Michelle Secours, propriétaire de Frëtt Design
Michelle Secours, propriétaire de Frëtt Design

COVID-19: une firme gaspésienne s'associe avec une autre de Beauce pour fabriquer des masques

Gilles Gagné
Gilles Gagné
Collaboration spéciale
CAPLAN — Une entreprise gaspésienne, Frëtt Design, de Caplan, et une firme beauceronne, Confections C. Cliche, de Saint-Odilon, s’associent pour produire initialement des masques barrières de prévention communautaire et éventuellement des masques chirurgicaux, afin de répondre à des besoins associés à la pandémie de COVID-19.

Plusieurs dizaines de couturières d’expérience de la Gaspésie, de Beauce et du Bas-Saint-Laurent se joignent à ces deux firmes pour faire une partie du travail dans leur maison. Pour le moment, une soixantaine de couturières sont mobilisées pendant que des prototypes de masques sont soumis à des tests à l’Institut de recherche Robert-Sauvé en santé et en sécurité du travail.

L’atelier de Confections C. Cliche jouera un rôle majeur dans cette production puisque cette firme est déjà équipée d’un atelier capable de fabriquer de bons volumes de masques.

«On a 15 couturières en Gaspésie, de 15 à 20 dans l’atelier de Confections C. Cliche, 10 au Bas-Saint-Laurent en plus de celles de la Beauce qui ne sont pas en atelier.
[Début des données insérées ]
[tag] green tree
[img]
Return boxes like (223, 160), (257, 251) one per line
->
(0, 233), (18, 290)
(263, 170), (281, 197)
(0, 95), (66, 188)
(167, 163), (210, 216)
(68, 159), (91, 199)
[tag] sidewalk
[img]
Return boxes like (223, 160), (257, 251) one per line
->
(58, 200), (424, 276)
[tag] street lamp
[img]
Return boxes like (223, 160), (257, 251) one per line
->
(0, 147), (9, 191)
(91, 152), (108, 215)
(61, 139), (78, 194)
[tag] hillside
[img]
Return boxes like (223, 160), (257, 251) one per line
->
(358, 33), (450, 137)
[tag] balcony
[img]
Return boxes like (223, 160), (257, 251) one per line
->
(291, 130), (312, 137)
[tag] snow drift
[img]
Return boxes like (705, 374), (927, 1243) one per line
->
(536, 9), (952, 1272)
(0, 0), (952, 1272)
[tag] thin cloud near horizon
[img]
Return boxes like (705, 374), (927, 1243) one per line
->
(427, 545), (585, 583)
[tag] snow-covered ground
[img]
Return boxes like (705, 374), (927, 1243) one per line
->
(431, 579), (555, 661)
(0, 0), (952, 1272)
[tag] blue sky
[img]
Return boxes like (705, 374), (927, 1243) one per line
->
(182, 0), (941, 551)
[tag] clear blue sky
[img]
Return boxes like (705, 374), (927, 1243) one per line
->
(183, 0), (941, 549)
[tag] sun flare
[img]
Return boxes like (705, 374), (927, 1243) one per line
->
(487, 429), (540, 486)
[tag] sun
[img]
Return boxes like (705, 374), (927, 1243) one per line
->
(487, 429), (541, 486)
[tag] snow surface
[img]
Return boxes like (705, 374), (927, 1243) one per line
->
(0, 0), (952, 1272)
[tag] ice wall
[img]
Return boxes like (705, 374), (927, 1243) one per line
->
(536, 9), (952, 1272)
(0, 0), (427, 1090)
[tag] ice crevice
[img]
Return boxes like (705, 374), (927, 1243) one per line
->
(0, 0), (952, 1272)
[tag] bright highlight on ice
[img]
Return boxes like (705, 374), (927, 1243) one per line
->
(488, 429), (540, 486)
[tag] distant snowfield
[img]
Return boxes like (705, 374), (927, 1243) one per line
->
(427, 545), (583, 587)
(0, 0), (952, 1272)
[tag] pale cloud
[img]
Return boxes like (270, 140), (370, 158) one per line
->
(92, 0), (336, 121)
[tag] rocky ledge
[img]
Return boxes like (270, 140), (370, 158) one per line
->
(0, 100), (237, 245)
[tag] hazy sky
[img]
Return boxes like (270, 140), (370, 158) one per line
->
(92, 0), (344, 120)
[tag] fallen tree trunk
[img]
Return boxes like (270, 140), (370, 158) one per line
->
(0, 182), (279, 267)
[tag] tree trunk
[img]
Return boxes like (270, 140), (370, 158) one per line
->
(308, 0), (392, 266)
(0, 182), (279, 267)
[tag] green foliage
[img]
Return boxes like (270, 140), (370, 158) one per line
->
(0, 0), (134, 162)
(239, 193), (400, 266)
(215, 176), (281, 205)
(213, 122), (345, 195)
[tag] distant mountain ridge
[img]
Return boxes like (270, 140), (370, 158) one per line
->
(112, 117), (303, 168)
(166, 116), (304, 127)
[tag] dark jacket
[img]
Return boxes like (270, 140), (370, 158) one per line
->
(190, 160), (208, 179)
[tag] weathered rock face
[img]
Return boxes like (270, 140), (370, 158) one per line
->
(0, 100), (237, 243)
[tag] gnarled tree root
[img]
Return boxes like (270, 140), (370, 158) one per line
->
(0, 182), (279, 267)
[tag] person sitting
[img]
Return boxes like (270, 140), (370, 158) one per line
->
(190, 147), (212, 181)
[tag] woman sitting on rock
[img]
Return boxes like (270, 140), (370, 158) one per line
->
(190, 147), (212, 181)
On est en rodage, mais je prévois qu’il sera possible de produire de 5000 à 10 000 masques par semaine chez les couturières. En Beauce, il (C. Cliche) va se mailler avec d’autres ateliers. Dans notre vision, ils produiront 10 000 masques de plus par semaine», explique Michelle Secours, propriétaire de Frëtt Design.

«S’il faut plus, ça peut monter vite à 20 000 ou 30 000 masques par semaine éventuellement. On va voir», ajoute-t-elle.

Frëtt Design et Confections C. Cliche travaillaient ensemble depuis quatre ans quand l’économie du Québec a été en grande partie mise en veilleuse, le 23 mars. Cette bombe dans les plans des deux firmes se transforme depuis en appel à l’imagination pour qu’elles survivent et contribuent à atténuer la vulnérabilité québécoise dans le domaine du textile de soins de santé.

«C’est incroyable. Nous sommes très dépendants des pays producteurs de matières, les asiatiques et les américains. Ceux qui paient le gros prix sont servis en premier. Il faut payer sur-le-champ», précise Michelle Secours.

Le masque communautaire de Frëtt Design n’a pas besoin d’homologation de la part des autorités réglementaires, mais la batterie de tests auxquels l’Institut de recherche Robert-Sauvé le soumet mènera à des commandes.

«On a eu des commandes pour 3000 masques en quatre heures aujourd’hui. On devrait aller en chercher d’autres pour de 15 000 à 20 000 en attendant le laboratoire, même si ce modèle n’est pas homologué et qu’il n’en a pas besoin. On en a 1000 de faits et je suis assez confiante que demain [mardi], on devrait avoir d’autres commandes de 3000 à 5000 masques. Les commandes viennent de M. et Mme Tout-le-Monde, de la SQ [Sûreté du Québec], des usines qui veulent protéger leurs employés et de gens, comme les ostéopathes, qui doivent être proches de leurs clients», dit Mme Secours.

Le prix unitaire se situe à 17 $ pour les commandes de moins de 50. «Il peut durer 10 ans s’il est bien entretenu. Il est lavable. Le prix diminue à 16 $, puis à 14,50 $ et 12,50 $ selon les quantités. Une partie des profits est versée à Deuil-jeunesse», spécifie-t-elle.

Les masques chirurgicaux sont aussi dans les plans de Frëtt Design et de Confections C. Cliche. «C’est lui qui demande une coche plus technique. On n’est pas rendus là encore, mais ça viendra. Il faut une homologation», note Mme Secours.

La valeur de l’investissement est en évolution, tout comme les tentatives d’obtenir une subvention.

«On essaie. Il y a déjà 60 personnes au travail. Ça évolue très vite», conclut-elle.